04 Jun / The Long Season of Rain by Helen Kim
For years, this 1996 National Book Award finalist in Children’s Literature sat high on my night-table stack. But once I finally opened its pages – annoyingly marked with multiple intrusive stamps of “Discarded by the Yankton Community Library” as I ordered it used – the book didn’t stay bedside-bound for long, traveling with me as I found I could not let the characters go …
The year is 1969 in Seoul, Korea (the year my family left the homeland), and the changma – the eponymous ‘long season of rain’ – returns. Young Junehee, 11 years old, is the second of four daughters, although her name (and that of her youngest sister) is more suitable for a boy. Wishful naming indeed. With a mostly absent father – a career army man who often travels – the large house is filled only with women … the matriarchal paternal grandmother, Junehee’s beloved mother, her sisters, and the kind household helper. The obvious lack of a male heir – of tantamount importance in a traditional Asian household – haunts the entire family with growing intensity.

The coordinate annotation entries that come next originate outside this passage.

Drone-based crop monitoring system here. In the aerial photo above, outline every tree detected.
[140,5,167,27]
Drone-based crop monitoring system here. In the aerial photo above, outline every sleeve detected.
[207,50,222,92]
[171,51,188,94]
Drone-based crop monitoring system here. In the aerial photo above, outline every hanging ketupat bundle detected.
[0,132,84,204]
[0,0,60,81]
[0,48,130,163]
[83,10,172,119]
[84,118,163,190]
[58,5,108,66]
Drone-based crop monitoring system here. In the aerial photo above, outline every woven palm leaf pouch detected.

The household’s delicate balance is gravely challenged with the arrival of an orphaned boy, Pyungsoo, just slightly younger than Junehee; Pyungsoo has just lost his family in a tragic mudslide in the new changma. Even though Junehee’s teenage older sister treats Pyungsoo unjustly without cause, and threatens her siblings with exposing misdeeds to their mother should they accept him, Junehee still befriends the new addition to the family. Her mother takes to him instantly, recognizing another lost soul.

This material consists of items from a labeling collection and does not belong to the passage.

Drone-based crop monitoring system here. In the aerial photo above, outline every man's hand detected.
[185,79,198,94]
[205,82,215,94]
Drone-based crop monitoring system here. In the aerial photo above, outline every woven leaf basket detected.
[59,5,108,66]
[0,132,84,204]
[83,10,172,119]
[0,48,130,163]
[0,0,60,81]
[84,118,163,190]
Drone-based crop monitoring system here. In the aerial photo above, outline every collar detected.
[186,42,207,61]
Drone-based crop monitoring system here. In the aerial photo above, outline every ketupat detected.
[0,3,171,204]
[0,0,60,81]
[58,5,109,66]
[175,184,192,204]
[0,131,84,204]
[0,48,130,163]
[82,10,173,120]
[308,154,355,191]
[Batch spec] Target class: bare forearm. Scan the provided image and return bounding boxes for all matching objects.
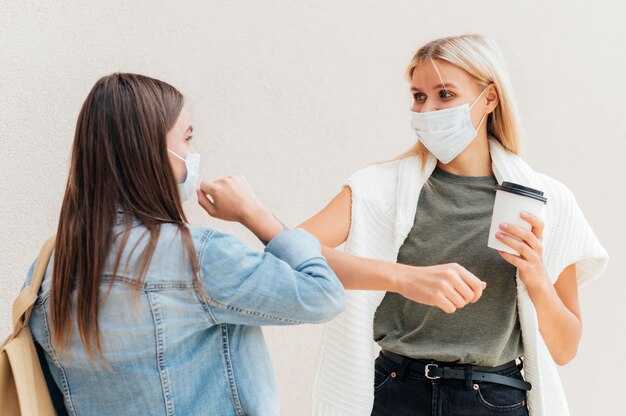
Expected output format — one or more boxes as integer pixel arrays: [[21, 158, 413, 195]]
[[322, 245, 402, 292], [528, 282, 582, 365]]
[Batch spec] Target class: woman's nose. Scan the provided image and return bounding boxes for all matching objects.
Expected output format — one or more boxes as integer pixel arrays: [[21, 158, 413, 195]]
[[413, 100, 438, 113]]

When the father returns from a trip abroad, he absolutely will not accept the boy into the family home. A distant parent at best, a philandering, neglectful husband at worst, he turns away even as his long-suffering wife begs to adopt the young boy.
Junehee watches as her family unravels, her father’s many weaknesses exposed, her mother’s dutiful but crippling silences, her grandmother’s grave disappointment in her only son, her older sister’s senseless vindictiveness too much like their father’s, and her two younger sisters far too young to understand. In the family maelstrom awaits unwanted Pyungsoo, his young body damaged by a cruel cousin, his heart left unprotected, his future utterly unsure.

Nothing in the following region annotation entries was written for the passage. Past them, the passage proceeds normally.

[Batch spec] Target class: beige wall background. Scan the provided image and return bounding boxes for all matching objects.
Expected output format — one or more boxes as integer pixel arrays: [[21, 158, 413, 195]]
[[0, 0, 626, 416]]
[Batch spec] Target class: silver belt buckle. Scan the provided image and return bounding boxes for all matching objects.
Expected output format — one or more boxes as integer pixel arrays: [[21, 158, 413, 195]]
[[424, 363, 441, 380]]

Kim appears to be a one-hit wonder, with her first and seemingly only book granted NBA-finalist status. While her characters – especially of the adult variety – are hardly likeable, especially from a 21st-century western perspective, Kim reveals the circumscribed, trapped lives of women in a traditional culture with such convincing frankness, almost as if she is warning her younger readers against how not to be, how not to suffer, how not to remain silently complicit.
In spite of cultural expectations, Junehee takes her male name to heart, speaks out, and experiences the power of being heard. Ultimately, she will be a catalyst for inevitable change, breaking the ties that bound her grandmother and nearly strangled her mother. In spite of uncertainties, girl power will not be denied.